Since her childhood, Alla Wolf-Tasker has appreciated the importance of genuine hospitality. Photo: James Boddington
THE Russian dacha, or summer house, is a seasonal escape from the pressures of urban life. Tolstoy, Dostoevsky and Turgenev wrote about dachas, of course, and Alla Wolf-Tasker, with her Russian heritage, has long romanticised them - even now, decades after her parents bought one for £500. Not in Russia, mind, but near Daylesford's lovely lake.

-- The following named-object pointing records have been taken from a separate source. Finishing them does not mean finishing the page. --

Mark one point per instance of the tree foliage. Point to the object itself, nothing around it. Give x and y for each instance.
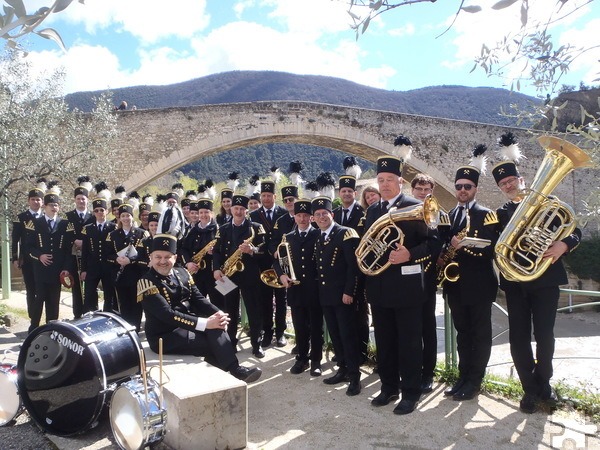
(41, 137)
(16, 22)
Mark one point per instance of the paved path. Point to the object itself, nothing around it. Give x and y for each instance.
(298, 411)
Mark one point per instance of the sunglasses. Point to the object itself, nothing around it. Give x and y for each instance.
(466, 187)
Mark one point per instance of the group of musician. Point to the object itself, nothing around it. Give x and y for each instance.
(188, 270)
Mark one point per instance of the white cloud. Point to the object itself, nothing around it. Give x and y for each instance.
(147, 20)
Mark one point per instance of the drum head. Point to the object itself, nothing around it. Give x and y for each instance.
(60, 379)
(126, 419)
(10, 403)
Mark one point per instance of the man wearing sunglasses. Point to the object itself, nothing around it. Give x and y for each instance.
(471, 296)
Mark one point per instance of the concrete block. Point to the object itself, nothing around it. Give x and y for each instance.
(206, 407)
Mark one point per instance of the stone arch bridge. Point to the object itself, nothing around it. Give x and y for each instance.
(157, 141)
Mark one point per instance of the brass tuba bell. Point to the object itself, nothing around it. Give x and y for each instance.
(540, 218)
(372, 251)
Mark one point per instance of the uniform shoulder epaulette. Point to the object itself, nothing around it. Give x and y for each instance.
(444, 219)
(145, 287)
(491, 218)
(351, 234)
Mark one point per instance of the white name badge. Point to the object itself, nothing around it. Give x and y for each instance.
(411, 270)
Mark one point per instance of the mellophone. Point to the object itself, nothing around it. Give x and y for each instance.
(68, 372)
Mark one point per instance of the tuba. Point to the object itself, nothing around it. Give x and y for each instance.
(540, 218)
(284, 256)
(372, 251)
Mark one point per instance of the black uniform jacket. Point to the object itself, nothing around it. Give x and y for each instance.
(171, 302)
(94, 249)
(337, 270)
(477, 280)
(401, 285)
(116, 241)
(356, 214)
(58, 243)
(556, 274)
(302, 256)
(19, 233)
(227, 244)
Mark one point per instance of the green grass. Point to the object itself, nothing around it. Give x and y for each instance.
(570, 397)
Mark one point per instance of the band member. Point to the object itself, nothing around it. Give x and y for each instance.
(531, 301)
(284, 223)
(125, 254)
(241, 240)
(49, 242)
(423, 185)
(224, 215)
(200, 240)
(303, 297)
(337, 280)
(470, 297)
(95, 268)
(350, 214)
(177, 313)
(267, 215)
(20, 257)
(396, 295)
(79, 217)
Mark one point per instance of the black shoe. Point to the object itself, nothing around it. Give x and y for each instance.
(355, 387)
(339, 377)
(427, 385)
(528, 404)
(468, 392)
(315, 369)
(299, 367)
(405, 407)
(454, 389)
(384, 398)
(246, 374)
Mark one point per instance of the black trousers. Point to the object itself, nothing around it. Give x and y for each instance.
(527, 306)
(398, 336)
(214, 345)
(251, 297)
(308, 328)
(429, 335)
(30, 289)
(48, 295)
(340, 320)
(129, 307)
(273, 302)
(473, 325)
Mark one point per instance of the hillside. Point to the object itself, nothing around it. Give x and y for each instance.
(454, 102)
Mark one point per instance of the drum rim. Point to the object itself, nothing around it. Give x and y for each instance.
(98, 362)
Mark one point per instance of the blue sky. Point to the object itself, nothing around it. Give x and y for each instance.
(117, 43)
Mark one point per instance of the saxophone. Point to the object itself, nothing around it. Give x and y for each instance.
(234, 263)
(198, 258)
(448, 268)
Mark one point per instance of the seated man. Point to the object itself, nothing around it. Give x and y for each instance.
(178, 313)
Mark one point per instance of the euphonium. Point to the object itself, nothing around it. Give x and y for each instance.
(540, 218)
(372, 251)
(284, 256)
(234, 263)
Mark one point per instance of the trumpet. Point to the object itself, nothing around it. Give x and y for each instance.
(382, 236)
(269, 276)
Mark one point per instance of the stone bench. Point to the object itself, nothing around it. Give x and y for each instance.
(206, 407)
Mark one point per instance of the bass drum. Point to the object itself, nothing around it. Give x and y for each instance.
(10, 401)
(137, 418)
(67, 369)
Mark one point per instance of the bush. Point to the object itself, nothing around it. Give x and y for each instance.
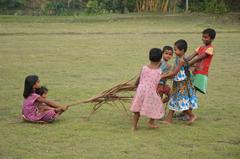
(210, 6)
(110, 6)
(53, 8)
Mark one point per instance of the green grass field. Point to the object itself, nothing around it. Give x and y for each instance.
(78, 57)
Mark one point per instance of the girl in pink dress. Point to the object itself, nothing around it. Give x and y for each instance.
(33, 101)
(146, 100)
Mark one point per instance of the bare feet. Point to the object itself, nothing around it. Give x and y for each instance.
(152, 126)
(166, 122)
(134, 128)
(192, 119)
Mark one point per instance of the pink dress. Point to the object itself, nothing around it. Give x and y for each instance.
(146, 100)
(31, 112)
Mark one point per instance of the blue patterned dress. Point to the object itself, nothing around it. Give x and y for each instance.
(183, 96)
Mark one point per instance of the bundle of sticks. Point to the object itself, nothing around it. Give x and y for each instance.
(118, 93)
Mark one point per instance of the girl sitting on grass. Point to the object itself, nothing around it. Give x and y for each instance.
(32, 102)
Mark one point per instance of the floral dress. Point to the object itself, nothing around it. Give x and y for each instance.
(146, 100)
(183, 96)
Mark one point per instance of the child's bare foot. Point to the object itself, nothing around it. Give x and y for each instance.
(134, 128)
(64, 108)
(192, 120)
(165, 122)
(152, 126)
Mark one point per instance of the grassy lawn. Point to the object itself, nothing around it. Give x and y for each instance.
(78, 57)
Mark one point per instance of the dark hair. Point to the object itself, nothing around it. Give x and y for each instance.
(155, 55)
(28, 85)
(41, 91)
(211, 32)
(181, 45)
(167, 48)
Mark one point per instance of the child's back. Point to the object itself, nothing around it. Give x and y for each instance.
(146, 100)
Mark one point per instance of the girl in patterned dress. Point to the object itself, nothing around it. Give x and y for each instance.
(32, 101)
(183, 97)
(146, 100)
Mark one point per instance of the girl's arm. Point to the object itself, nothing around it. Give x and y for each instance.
(173, 73)
(52, 103)
(189, 58)
(137, 81)
(198, 58)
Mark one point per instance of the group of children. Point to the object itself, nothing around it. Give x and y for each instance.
(151, 84)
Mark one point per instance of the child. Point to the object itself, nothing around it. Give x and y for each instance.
(42, 91)
(146, 100)
(203, 60)
(32, 100)
(183, 96)
(163, 88)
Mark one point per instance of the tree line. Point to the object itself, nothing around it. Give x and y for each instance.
(69, 7)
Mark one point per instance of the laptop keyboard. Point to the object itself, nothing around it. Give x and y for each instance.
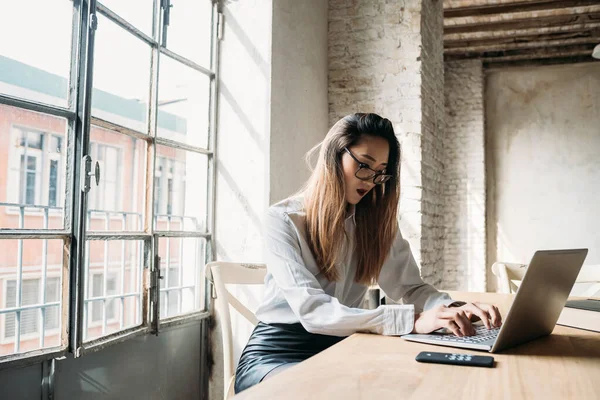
(482, 335)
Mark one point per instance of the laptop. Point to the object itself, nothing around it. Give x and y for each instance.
(537, 305)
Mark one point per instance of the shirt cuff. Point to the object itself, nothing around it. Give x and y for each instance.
(398, 319)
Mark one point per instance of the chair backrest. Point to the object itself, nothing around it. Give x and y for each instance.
(221, 273)
(510, 275)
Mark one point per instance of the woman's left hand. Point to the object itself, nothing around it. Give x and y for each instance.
(487, 313)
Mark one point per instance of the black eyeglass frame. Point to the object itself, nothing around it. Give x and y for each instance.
(376, 174)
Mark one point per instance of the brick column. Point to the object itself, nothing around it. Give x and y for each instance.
(386, 57)
(464, 176)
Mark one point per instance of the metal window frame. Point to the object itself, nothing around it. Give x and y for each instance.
(151, 321)
(74, 235)
(66, 234)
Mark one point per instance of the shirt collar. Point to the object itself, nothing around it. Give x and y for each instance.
(350, 213)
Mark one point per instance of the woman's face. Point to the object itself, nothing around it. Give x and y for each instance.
(370, 150)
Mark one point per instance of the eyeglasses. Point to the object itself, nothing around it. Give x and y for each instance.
(366, 173)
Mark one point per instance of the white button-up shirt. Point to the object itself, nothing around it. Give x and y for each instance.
(297, 291)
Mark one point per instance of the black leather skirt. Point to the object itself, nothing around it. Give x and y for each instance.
(272, 345)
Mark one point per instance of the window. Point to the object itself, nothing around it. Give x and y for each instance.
(147, 128)
(170, 187)
(31, 294)
(108, 195)
(98, 291)
(36, 165)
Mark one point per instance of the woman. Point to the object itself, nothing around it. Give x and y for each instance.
(326, 245)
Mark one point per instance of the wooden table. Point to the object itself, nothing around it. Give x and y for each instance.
(564, 365)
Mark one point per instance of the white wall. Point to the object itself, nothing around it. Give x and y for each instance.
(299, 110)
(272, 109)
(543, 137)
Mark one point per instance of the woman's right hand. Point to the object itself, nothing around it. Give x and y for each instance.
(451, 318)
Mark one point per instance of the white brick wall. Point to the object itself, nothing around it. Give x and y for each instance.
(433, 133)
(385, 58)
(464, 177)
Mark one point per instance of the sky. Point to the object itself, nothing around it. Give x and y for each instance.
(122, 62)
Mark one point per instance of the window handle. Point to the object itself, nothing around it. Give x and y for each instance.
(86, 176)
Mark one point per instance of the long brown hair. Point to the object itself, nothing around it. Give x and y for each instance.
(375, 214)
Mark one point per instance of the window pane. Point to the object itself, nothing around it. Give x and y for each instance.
(30, 252)
(32, 169)
(137, 12)
(117, 266)
(182, 103)
(35, 51)
(179, 205)
(121, 77)
(182, 288)
(189, 31)
(53, 182)
(52, 294)
(117, 203)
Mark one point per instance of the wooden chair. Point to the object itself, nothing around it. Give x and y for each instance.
(220, 273)
(510, 275)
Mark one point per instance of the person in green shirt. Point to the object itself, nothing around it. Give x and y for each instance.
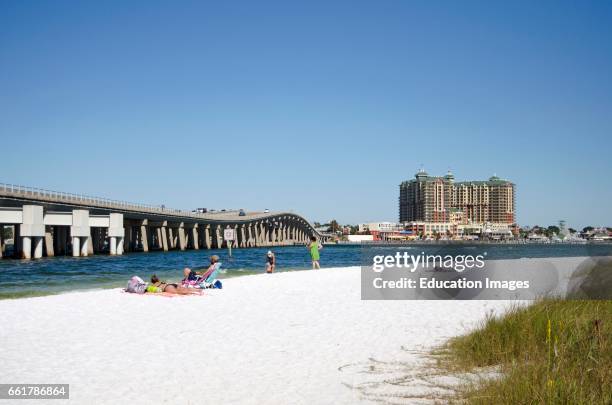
(314, 248)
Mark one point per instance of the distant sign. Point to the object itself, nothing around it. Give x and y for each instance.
(228, 234)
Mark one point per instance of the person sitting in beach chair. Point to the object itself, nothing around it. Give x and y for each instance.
(203, 279)
(209, 278)
(137, 285)
(190, 278)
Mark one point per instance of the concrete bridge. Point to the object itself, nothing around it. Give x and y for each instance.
(49, 223)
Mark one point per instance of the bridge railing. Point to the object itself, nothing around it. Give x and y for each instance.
(14, 190)
(60, 196)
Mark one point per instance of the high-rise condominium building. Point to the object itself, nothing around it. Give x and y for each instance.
(437, 199)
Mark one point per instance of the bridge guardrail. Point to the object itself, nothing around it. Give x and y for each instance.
(15, 190)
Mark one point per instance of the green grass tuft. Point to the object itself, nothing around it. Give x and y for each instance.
(552, 352)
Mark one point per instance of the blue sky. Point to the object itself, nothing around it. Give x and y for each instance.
(319, 107)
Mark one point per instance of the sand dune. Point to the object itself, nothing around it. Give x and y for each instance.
(297, 337)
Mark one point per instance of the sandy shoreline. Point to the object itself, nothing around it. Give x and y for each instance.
(295, 337)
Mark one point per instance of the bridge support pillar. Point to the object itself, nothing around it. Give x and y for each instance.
(144, 238)
(116, 233)
(195, 236)
(219, 237)
(32, 229)
(113, 245)
(243, 240)
(85, 246)
(164, 236)
(76, 246)
(181, 236)
(26, 247)
(120, 244)
(236, 242)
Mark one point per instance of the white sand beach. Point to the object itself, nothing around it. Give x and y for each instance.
(296, 337)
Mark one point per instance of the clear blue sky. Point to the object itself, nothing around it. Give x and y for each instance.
(319, 107)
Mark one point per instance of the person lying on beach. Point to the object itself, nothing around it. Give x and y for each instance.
(171, 288)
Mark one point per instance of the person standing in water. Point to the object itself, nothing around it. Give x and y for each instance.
(314, 248)
(270, 262)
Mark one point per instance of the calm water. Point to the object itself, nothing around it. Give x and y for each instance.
(20, 278)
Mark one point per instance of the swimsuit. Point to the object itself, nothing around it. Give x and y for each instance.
(314, 251)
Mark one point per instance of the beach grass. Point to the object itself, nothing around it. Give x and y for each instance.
(551, 352)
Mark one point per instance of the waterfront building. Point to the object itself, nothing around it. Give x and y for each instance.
(440, 199)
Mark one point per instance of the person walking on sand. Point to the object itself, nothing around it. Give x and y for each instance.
(270, 262)
(314, 248)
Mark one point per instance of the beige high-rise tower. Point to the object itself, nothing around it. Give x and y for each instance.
(431, 198)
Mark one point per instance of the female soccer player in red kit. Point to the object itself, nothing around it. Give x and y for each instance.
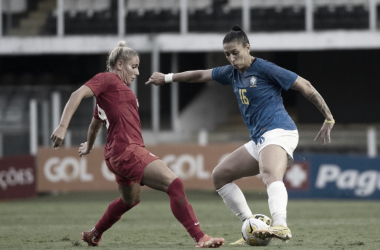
(125, 153)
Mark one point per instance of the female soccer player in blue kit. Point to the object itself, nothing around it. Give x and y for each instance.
(257, 84)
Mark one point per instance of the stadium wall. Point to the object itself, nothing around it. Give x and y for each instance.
(310, 176)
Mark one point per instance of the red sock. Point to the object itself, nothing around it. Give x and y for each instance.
(113, 213)
(182, 210)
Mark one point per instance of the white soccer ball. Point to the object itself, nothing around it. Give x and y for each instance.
(256, 221)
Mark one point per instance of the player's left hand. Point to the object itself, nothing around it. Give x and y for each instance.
(83, 149)
(157, 78)
(324, 132)
(58, 136)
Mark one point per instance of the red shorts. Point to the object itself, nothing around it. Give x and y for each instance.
(129, 166)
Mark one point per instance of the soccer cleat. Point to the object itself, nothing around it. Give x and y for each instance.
(281, 232)
(91, 240)
(209, 242)
(240, 241)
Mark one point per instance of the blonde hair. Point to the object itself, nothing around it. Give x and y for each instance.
(121, 52)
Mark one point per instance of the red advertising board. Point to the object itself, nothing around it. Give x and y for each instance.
(17, 177)
(63, 170)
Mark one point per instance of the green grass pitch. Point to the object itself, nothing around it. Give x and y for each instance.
(55, 222)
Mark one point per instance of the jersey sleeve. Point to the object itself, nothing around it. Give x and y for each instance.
(223, 74)
(97, 84)
(283, 77)
(96, 112)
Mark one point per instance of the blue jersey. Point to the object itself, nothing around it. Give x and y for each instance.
(258, 91)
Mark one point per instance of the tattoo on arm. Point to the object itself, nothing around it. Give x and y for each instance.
(315, 98)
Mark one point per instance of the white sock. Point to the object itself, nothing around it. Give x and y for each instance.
(234, 198)
(278, 200)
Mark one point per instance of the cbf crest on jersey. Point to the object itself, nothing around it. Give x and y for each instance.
(253, 82)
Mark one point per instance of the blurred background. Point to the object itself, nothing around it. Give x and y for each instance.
(49, 48)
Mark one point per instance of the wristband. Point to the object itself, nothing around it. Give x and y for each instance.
(169, 78)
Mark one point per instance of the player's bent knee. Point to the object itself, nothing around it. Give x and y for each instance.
(219, 179)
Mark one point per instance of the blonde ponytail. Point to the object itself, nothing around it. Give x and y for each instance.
(121, 52)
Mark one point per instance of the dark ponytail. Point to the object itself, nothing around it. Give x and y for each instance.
(236, 34)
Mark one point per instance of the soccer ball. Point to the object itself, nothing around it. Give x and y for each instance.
(256, 221)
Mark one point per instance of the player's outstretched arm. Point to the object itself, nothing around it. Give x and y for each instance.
(310, 93)
(71, 106)
(86, 147)
(158, 78)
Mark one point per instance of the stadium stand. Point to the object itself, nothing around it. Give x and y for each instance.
(153, 16)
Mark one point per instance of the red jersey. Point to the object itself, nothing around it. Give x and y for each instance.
(117, 107)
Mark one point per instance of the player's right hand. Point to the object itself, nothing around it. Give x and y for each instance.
(58, 136)
(83, 149)
(157, 78)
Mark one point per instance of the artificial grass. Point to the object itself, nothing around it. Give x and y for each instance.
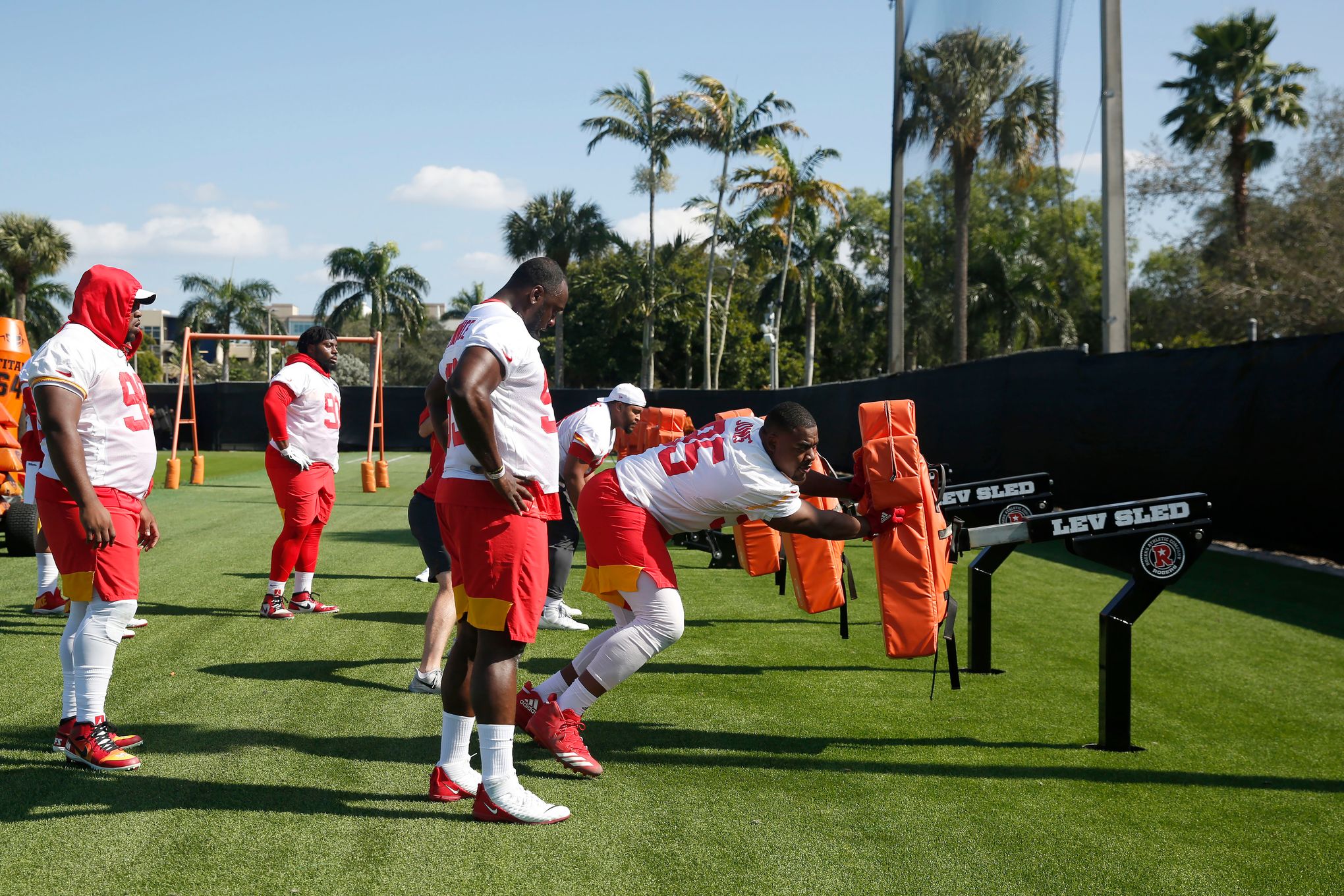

The enormous bunch of herbs, leafy stalks and fragrant blooms she arrives with at Brooks restaurant has been freshly picked from the gardens at Lake House at Daylesford, where Wolf-Tasker presides over the much-loved kitchens and dining rooms. When she and her husband, Allan, bought the property in 1980, just down the hill from the dacha (actually a miner's cottage), it was a neglected paddock with a few gorse bushes, rusty car wrecks and land eroded by mining. In 1984, four years of hard work later, Lake House opened. Now, the kitchen gardens are resplendent and stringy barks tower over the place.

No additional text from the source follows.